I wasn't interested in the premise of Double Helix, and even though I noticed there was a cover with Calhoun on the cover, I assumed it would be a minor role and that I'd be lost without having read the other books. I was moderately confused when it was referenced briefly in the next NF book, and then very confused when it turned out to be a key element a few books later, so I only figured out what had happened and doubled back to read it during the long gap between "Being Human" and "Gods Above."
The thing about those crossover miniseries in the '90s or early '00s is that they were very loose crossovers, designed so that each individual book could stand alone and you didn't have to read them all. They weren't telling a single story like
Destiny or
Coda would do, just several standalone stories dealing with a common premise or a common catalyzing crisis. Think of the various Maquis episodes that were done across TNG and DS9 in the season before
Voyager premiered -- "Journey's End," "The Maquis," "Pre-emptive Strike," "Tribunal." Each a standalone story, but with a common theme and continuity. It was kind of like that. Sometimes it was even looser, just a common theme like four books about Section 31 or the Klingon Day of Honor.
So if a book was part of a serialized series like
New Frontier or the DS9 post-finale books, it would be much more closely tied to its own series's continuity than to the other books under the crossover title. It wasn't until
Destiny that we got a crossover that was all one continuous story.

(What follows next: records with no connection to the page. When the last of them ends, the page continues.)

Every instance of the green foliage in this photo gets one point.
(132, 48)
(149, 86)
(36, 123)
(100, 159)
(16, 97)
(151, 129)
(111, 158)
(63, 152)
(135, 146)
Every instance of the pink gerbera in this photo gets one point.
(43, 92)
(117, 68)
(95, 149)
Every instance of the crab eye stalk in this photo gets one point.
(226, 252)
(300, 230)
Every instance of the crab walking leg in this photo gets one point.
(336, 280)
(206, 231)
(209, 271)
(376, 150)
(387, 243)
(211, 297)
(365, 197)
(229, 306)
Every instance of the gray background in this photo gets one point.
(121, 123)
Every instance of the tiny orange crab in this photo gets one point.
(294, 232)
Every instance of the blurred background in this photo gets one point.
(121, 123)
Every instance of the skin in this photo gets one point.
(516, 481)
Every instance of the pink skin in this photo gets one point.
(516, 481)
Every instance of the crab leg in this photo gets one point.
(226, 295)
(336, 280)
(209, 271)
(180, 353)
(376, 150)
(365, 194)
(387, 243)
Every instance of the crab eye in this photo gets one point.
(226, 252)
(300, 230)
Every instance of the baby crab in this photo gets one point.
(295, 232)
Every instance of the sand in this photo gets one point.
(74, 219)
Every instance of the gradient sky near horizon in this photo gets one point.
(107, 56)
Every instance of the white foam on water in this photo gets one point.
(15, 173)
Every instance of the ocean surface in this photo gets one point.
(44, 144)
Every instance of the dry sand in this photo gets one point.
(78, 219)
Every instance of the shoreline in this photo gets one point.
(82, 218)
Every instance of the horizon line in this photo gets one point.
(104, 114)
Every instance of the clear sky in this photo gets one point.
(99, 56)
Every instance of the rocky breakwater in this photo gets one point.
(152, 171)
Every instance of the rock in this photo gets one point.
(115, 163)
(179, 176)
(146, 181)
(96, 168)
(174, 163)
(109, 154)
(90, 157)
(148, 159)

And there is some value in reading books from the period immediately preceding Richard Arnold's "Reign of Terror" in publication order, because there was a "proto-novelverse" going on, with a number of characters and situations shared among multiple authors. As I recall, there was a Vietnamese junior officer (named Nguyen, of course) showing up in multiple novels at the time. If not for Richard Arnold, it might have developed as fully as the more recent Novelverse.
You're thinking of J.M. Dillard's novels, which had their own ongoing continuity within themselves and featured multiple original, recurring security-officer characters, including Lisa Nguyen. In the early years, there was often continuity between successive books by the same author, but there was only infrequent crossover between different authors' continuities. Dillard's characters stand out because she did so many books in fairly quick succession and featured them prominently across the sequence. The first real crossover between different authors was Margaret Wander Bonanno's
Dwellers in the Crucible, which picked up on Duane's Romulans and John M. Ford's Klingons. Dillard's security chief character of Ingrit Tomson got picked up by Duane and one or two others, but I don't think any of Dillard's other characters did. The biggest single piece of connective tissue in the '80s "proto-novelverse" is A.C. Crispin's
Time for Yesterday, which references at least a half-dozen other novelists' works (Duane, Ford, Brad Ferguson, Jean Lorrah, Vonda McIntyre, and Howard Weinstein), most of which were otherwise unconnected to each other.